On April 27, 2025, there was a brief outage within our infrastructure between 11:12 PM and 11:17 PM. The cause was a memory overload on one of our hosts, which became unresponsive. Our monitoring system triggered an alarm within a minute of the outage and notified the responsible on-call staff member.
Timeline of the Incident:
11:12 PM – The host becomes unresponsive due to a memory overload.
11:13 PM – The responsible on-call staff member begins the investigation.
11:14 PM – The monitoring system triggers an alert.
11:16 PM – The affected host is identified as the root cause. A live migration of affected virtual machines is initiated. Non-critical VMs are powered down to release resources.
11:17 PM – The infrastructure is back online, and the migration is ongoing.
11:19 PM – The host is fully back online. A live migration of the remaining VMs is conducted, which may lead to minimal performance dips in the minutes following.
Cause of the Incident:
The incident was caused by a memory overload on a host system. This resulted in the host being unable to respond to requests, temporarily affecting parts of the infrastructure.
Remedial Actions:
After being alerted by the monitoring system, the host's overload was identified. Non-essential, non-critical VMs were promptly shut down, and a load distribution among the remaining systems was conducted. Simultaneously, a live migration of the affected virtual machines to other hosts was initiated. This quickly alleviated the host and restored the infrastructure.

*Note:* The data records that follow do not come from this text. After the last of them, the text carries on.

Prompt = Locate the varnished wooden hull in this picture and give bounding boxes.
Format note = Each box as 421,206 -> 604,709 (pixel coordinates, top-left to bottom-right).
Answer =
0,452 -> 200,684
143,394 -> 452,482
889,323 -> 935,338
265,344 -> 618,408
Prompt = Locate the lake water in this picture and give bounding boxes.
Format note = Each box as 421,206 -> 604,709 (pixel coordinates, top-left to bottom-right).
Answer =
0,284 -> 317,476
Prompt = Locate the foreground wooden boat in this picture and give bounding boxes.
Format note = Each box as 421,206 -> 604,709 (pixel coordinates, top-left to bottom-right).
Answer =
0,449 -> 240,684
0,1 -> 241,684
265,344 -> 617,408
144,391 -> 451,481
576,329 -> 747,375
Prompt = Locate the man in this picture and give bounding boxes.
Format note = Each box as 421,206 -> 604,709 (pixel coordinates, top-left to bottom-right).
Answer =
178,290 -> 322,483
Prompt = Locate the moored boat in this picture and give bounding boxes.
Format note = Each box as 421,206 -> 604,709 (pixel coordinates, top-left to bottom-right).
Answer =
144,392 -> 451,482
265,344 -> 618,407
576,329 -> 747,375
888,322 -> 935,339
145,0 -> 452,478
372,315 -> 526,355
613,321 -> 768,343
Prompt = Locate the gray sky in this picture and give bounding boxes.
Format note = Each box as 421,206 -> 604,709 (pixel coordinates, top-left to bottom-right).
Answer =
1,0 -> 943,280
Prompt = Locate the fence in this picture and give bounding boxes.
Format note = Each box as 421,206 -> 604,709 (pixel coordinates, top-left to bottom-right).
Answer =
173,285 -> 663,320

Reflection and Preventive Measures:
To ensure such an incident is avoided in the future, we are implementing the following measures:
Adjusting Monitoring Thresholds:
We will adjust the threshold for RAM consumption in the monitoring system so that an impending overload can be detected earlier, allowing timely response.Automatic Load Distribution:
Moving forward, we will introduce automatic load distribution for our non-critical VMs to preemptively prevent exceeding critical thresholds.